No caso da Petrobras, as empresas aptas a substituir as grandes devem se inserir num mercado muito mais restrito, que requer experiência além da pavimentação ou terraplanagem. Muito antes da Lava Jato, a Método Engenharia resolveu se preparar para brigar com as grandes. Em 2009, fundiu-se com a Potencial Engenharia, especializada no setor de óleo e gás. Hoje, mantém 13 contratos com a estatal que somam quase 1 bilhão de reais."Nos últimos anos, muitas empresas se tornaram insolventes. E, com a questão da Lava Jato, a concorrência forte foi excluída do cadastro. Isso abriu uma oportunidade grande não só para nós, mas para todas as empresas que não quebraram e não estão na Lava Jato", diz o presidente da Método, Hugo Marques da Rosa, que relata animado o cenário de portas abertas que encontra na estatal. Cinco anos atrás, a empresa costumava competir com até 25 empresas por um contrato, feito por meio de carta-convite. "Hoje, a relação de convidadas caiu pela metade", diz.

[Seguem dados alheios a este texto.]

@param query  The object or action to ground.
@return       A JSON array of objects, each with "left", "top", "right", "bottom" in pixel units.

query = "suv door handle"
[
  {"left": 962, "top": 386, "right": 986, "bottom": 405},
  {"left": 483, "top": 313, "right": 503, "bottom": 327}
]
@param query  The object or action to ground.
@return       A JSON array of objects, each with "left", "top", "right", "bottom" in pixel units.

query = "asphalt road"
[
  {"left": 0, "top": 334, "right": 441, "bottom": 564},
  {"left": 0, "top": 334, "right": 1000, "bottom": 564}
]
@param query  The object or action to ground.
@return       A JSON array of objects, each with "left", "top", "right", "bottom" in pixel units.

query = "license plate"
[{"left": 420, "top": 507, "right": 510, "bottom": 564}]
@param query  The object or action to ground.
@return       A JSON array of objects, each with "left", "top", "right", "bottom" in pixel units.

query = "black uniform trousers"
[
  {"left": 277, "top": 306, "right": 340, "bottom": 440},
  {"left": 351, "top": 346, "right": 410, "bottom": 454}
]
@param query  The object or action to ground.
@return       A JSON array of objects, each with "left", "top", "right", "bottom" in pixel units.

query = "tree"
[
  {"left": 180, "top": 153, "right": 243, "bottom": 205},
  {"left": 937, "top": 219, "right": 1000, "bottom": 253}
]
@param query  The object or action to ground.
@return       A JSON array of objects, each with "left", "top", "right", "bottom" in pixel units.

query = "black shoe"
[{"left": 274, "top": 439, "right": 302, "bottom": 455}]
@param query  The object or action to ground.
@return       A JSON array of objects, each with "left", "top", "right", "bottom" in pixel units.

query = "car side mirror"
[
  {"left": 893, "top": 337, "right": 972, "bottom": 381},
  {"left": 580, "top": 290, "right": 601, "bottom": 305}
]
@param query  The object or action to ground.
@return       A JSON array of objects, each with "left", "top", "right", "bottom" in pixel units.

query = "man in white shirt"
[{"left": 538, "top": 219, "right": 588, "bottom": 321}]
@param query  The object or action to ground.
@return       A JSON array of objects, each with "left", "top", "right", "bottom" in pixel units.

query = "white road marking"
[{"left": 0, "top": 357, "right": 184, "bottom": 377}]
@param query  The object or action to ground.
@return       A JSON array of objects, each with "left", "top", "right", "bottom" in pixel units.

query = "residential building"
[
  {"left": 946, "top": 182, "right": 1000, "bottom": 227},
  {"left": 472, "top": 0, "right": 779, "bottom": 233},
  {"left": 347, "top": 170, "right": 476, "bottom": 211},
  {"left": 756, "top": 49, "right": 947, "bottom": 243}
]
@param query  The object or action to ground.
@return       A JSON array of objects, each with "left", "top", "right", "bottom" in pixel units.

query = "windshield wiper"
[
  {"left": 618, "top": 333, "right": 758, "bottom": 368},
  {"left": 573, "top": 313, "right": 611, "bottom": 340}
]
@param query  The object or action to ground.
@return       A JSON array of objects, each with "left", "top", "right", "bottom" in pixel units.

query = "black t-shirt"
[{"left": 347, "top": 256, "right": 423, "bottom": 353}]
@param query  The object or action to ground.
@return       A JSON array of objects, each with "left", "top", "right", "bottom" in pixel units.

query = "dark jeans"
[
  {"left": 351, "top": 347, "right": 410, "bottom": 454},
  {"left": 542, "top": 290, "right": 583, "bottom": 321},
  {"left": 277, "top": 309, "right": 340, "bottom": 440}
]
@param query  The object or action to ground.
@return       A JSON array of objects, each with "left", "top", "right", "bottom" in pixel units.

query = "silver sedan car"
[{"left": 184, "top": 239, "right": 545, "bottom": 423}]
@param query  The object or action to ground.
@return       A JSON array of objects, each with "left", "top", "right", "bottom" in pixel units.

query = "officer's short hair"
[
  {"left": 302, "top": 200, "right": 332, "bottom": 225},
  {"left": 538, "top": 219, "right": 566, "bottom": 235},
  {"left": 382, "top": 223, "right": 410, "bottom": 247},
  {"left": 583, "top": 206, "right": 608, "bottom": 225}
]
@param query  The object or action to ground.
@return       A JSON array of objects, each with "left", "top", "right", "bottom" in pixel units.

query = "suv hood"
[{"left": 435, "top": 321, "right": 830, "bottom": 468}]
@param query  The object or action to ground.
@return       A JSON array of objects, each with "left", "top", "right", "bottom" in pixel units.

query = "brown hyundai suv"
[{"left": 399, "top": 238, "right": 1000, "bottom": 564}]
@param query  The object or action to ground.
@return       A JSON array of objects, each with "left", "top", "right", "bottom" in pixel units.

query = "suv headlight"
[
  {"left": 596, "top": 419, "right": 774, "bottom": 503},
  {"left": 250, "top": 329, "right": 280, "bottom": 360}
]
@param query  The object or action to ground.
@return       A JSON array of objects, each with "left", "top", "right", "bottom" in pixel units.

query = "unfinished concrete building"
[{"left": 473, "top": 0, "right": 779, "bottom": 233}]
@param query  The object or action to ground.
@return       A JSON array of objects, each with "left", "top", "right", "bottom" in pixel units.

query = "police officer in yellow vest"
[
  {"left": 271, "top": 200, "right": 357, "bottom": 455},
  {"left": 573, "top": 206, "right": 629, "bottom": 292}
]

O executivo acredita que algumas das envolvidas na Lava Jato não vão sobreviver. Até o momento, quatro empresas entraram com pedido de recuperação judicial e trinta permanecem impedidas de prestar serviços para a estatal. Quem conseguir sair do turbilhão, diz ele, ao voltar ao mercado encontrará uma nova configuração. "Dentro de dois ou três anos, as maiores serão outras", afirma. No caso da Método, Rosa quer galgar degraus sem ter de recorrer a licitações públicas. Para a empresa que deve faturar 1,45 bilhão de reais este ano, de estatal, por ora, já basta a Petrobras.